Example service files 1-3, /etc/systemd/system/web-client{1-3}.service:

[Unit]
Description=S3 Photo App Node.js service
After=network.target photo-filter.target photo-storage.target

[Service]
Restart=always
User=nobody
Group=nobody
Environment=NODE_ENV=production
Environment=AWS_ACCESS_KEY_ID=YOUR_AWS_KEY_ID
Environment=AWS_SECRET_ACCESS_KEY=YOUR_AWS_SECRET_KEY
Environment=PORT=3100
ExecStart=/srv/www/s3photoapp/apps/web-client/bin/www

[Install]
WantedBy=multi-user.target

Start these services with: systemctl start web-client{1-3}.service

To load balance traffic between three identical services with Nginx:

upstream photos {
  server 127.0.0.1:3000;
  server 127.0.0.1:3100;
  server 127.0.0.1:3101;
}

server {
  listen 80;
  servre_name photos.example.com;

  client_max_body_size 5m;

  location / {
    proxy_pass http://photos;
    proxy_http_version 1.1;
    proxy_set_header X-Forwarded-For $proxy_add_x_forwarded_for;
    proxy_set_header X-Real-IP  $remote_addr;
    proxy_set_header Upgrade $http_upgrade;
    proxy_set_header Connection "upgrade";
  }

  location ~* \.(js|css|png|jpe?g|gif) {
    root /var/www/photos.example.com;
  }
}

The upstream context defines three servers. The proxy_pass directive to proxy traffic to the server group. By default, this uses the round robin approach. Other methods include:

  • hash - specify a key to map request to server
  • ip_hash - client-server mapping based on client IP address
  • least_conn - requests routed to server with least number of active connections

This can be configured in the upstream context:

upstream photos {
  least_conn;
  # hash $request_uri;

  server 127.0.0.1:3000 weight=2;
  server 127.0.0.1:3100 max_fails=3 fail_timeout=20s;
  server 127.0.0.1:3101 max_fails=3 fail_timeout=20s;
}

The server directive also takes parameters. The above prioritizes sending traffic to the first server. It temporarily removes servers 2/3 from the pool if they suffer 3 failed requests in 20 seconds. It will remove the server for 20 seconds.

Logging

Use the directives: log_format, access_log, error_log to configure logs. The two main types of logging are access (for everything in general) and errors.

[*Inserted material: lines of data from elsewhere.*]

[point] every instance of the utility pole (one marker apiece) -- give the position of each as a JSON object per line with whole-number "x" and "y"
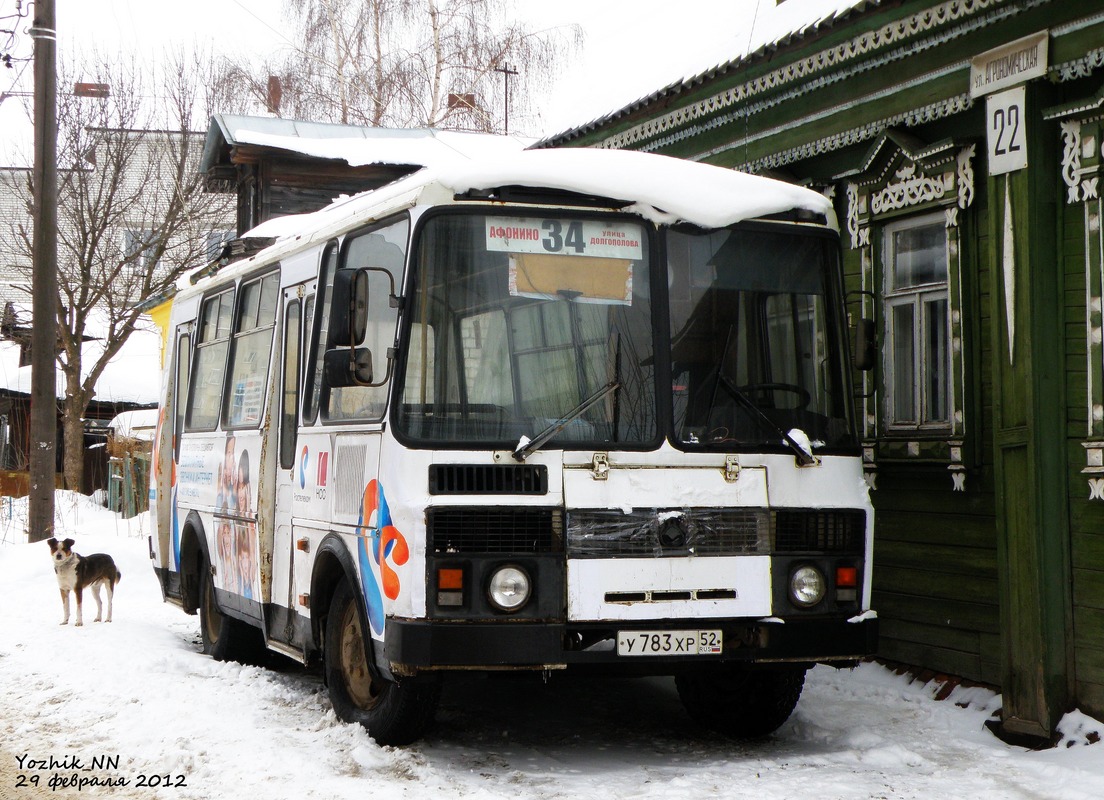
{"x": 44, "y": 270}
{"x": 507, "y": 72}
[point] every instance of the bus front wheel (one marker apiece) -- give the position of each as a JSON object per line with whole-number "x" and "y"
{"x": 740, "y": 702}
{"x": 392, "y": 713}
{"x": 225, "y": 638}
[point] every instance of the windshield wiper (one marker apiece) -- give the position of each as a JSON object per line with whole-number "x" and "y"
{"x": 527, "y": 446}
{"x": 804, "y": 457}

log_format main '$remote_addr - $remote_user [$time_local] "$request" '
                '$status $body_bytes_sent "$http_referer" '
                '"$http_user_agent" "$http_x_forwarded_for"';
access_log /var/log/nginx/access.log main;

The log format is just a string of Nginx variables. It's common to use the combined format also:

access_log /var/log/nginx/example.log combined;

The levels of logging are: debug, info, notice, warn, error, crit, alert, emerg.

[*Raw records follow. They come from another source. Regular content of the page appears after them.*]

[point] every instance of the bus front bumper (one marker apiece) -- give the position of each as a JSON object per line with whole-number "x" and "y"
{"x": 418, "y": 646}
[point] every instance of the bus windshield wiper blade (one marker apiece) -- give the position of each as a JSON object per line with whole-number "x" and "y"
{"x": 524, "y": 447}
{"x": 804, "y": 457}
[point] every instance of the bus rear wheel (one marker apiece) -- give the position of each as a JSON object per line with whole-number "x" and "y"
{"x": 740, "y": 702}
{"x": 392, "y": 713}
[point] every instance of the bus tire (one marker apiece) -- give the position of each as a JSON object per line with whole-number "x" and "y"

Nginx supports syslog, which works well with other logging services:

access_log syslog:dev/log combined;

Performance

Use compression to speed up responses with the http_gzip and http_gunzip modules:

gzip on;
gzip_disable msie6;
gzip_proxied no-cache no-store private expired auth;
gzip_types text/plain text/css application/x-javascript application/javascript text/xml application/xml application/xml+rss text/javascript image/x-icon image/bmp image/svg+xml;
gzip_min_length 1024;
gzip_vary on;
  • gzip_disable - don't send compressed responses to older browsers
  • gzip_proxied - only compress responses from proxied servers if we wouldn't normally cache them
  • gzip_types - content types to compress
  • gzip_min_length - minimum size of file to compress
  • gzip_vary - adds "Vary: Accept-Encoding" header to tell CDNs to treat compressed/uncompressed versions as two separate entities

If a proxied server sends pre-compressed response, use the gunzip on; directive to decompress it.

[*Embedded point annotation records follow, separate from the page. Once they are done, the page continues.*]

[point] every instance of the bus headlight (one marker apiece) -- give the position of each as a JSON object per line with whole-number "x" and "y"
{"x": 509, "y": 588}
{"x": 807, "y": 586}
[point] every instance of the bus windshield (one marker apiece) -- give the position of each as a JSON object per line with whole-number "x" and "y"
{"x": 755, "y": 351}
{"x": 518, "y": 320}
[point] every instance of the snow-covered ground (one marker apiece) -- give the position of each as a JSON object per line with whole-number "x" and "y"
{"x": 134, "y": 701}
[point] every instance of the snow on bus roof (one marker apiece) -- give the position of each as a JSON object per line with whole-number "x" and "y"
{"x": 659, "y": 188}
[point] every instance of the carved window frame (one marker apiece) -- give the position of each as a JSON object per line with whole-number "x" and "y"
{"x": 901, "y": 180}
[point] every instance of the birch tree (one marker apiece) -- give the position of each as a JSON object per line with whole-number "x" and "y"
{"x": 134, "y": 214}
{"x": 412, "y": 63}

Use the worker_processes and worker_connections directives to adjust workers/connections for optimal performance. Set worker_processes to number of CPUs your server has, or use auto:

worker_processes auto;

The default connections is 512, but this is usually too low for modern day servers. Nginx was designed to handle 10k connections over a decade ago. Try 2048 to start with, with a four core CPU that's 8192 simultaneous connections. If Nginx hits this limit, it will output in error.log.

Utilize keepalives with the directives: keepalive, keepalive_timeout, keepalive_requests.

Enable http2 in the listen directive: listen 443 ssl http2 default_server;.